Verschiedene Gerichte beschäftigen sich derzeit mit der Fragen, ob Abschluss- und Darlehensgebühren bei Bausparverträgen rechtens sind. ARAG-Experten raten, bei Neuabschlüssen auf Nummer sicher zu gehen.

Das Landgericht Heilbronn entschied zwar kürzlich, dass die Anbieter beim Abschluss eines Bausparvertrages auch weiterhin eine Gebühr verlangen dürfen, aber die Kläger kündigten an, in die Berufung zu gehen.
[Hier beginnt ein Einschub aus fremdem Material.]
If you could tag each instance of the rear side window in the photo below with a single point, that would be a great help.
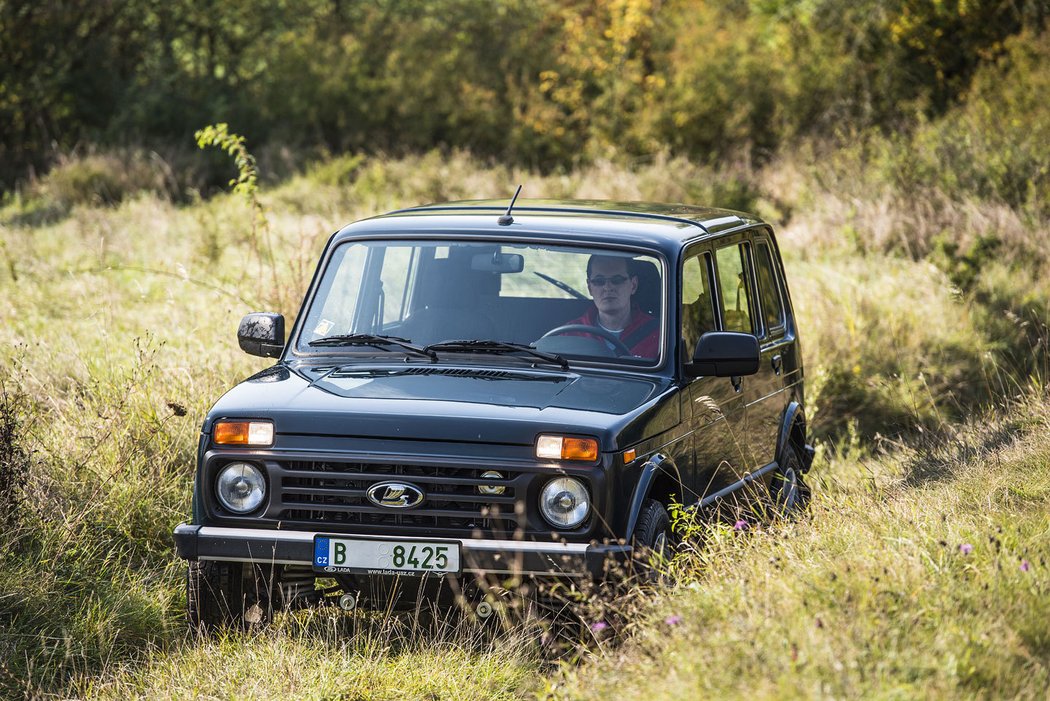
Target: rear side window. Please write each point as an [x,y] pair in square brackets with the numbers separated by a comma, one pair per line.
[769,290]
[733,284]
Eine abschließende rechtliche Klärung steht also noch aus.

 

Die Kläger halten solche Abschlussgebühren für unzulässig und berufen sich auf die Rechtsprechung des Bundesgerichtshofs (BGH, Az.: XI ZR 197/00). Danach können Kreditinstitute Entgelte nur für Leistungen verlangen, die auf einer rechtsgeschäftlichen Grundlage für den einzelnen Kunden erbracht werden. Die Abschluss- und Darlehensgebühren würden jedoch in erster Linie als Vertriebsprovision an die Vertreter oder zur Deckung der Kosten des eigenen Geschäftsbetriebes eingesetzt.

 

Die Bausparkassen dagegen argumentieren, dass Abschluss- und Darlehensgebühren im Bausparkassengesetz verankert seien und von der Bundesanstalt für Finanzdienstleistungsaufsicht (BaFin) genehmigt worden wären. Bis diese Rechtsfrage höchstrichterlich geklärt wird, könnte es noch einige Jahre dauern, da alle Verfahren zurzeit noch in erster Instanz geführt werden.

 

Darum raten ARAG-Experten, von der Bausparkasse unter Hinweis auf diese Gerichtsverfahren zu fordern, schriftlich auf die Einrede der Verjährung zu verzichten. So verhindert man, dass eventuelle Ansprüche auf Rückzahlung der Abschluss- und Darlehensgebühren verjähren.